As you might expect, this has been a nasty race. The Wilco Watchdog, a blogger, and a very good one, wrote about a campaign event in which Duty was booed by a woman in the audience when she attempted to speak about the Morton case. The Williamson County Sun, widely read in the county, identified the woman who booed as Linda Berglund, but it did not identify Berglund as the sister of Round Rock attorney Mike Davis. But Wilco Watchdog knew who she was.
Perhaps the public has the right to know that Linda Berglund is the sister of Round Rock attorney Mike Davis, second chair in the Michael Morton case and the attorney whom District Attorney John Bradley refused to investigate for possibly illegally billing the county while Davis represented Don Higginbotham, a former judge who was accused of sexually harassing his employees. Perhaps it really doesn’t matter. But given the set of circumstances, in the interest of full disclosure, we felt that since the Sun did not inform the readers who Ms. Berglund is, we thought we'd let them decide the motives behind the “boos” and comments to the Sun.
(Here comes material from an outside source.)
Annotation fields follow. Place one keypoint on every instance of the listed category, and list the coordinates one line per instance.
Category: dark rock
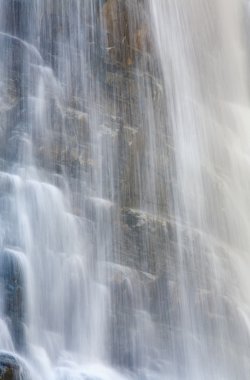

Looking at endorsements in the case, Bradley is doing very well, as you might expect. Virtually the entire political establishment is in his corner--County Judge Dan Gattis Sr., his son (the former state rep), former Round Rock mayor Nyle Maxwell, 150 former grand jurors, a number of Republican precinct chairs, and so on. Duty has won the endorsements of the Cedar Park Police Association, the statewide Texas Fraternal Order of Police, and the two district attorneys who preceded Bradley. It is significant that Duty has raised twice as much as Bradley; however, in a local race where everybody knows the players and their histories, money may not be the decisive factor. Duty's supporters, or, if you prefer, Bradley's opponents, have placed bandanas on his signs, emblematic of the article of clothing on which the exculpatory DNA evidence was found.
The political implications of the story are clear. First, the clearing of Morton may give renewed life to an investigation of the Willingham case by the Forensic Science Commission. However, Attorney General Greg Abbott has given Perry cover by ruling that the commission cannot investigate any matters that arose before its creation. The attorney general cannot issue an opinion unless one is requested. Guess who requested it? John Bradley.
I think this is a lousy ruling. Injustice is injustice. Bad science is bad science. You can't understand the present until you understand the past. The commission should be allowed to go on with its investigation into faulty arson science. As for Bradley, the Senate refused to confirm him as chairman after he called Willingham a "guilty monster."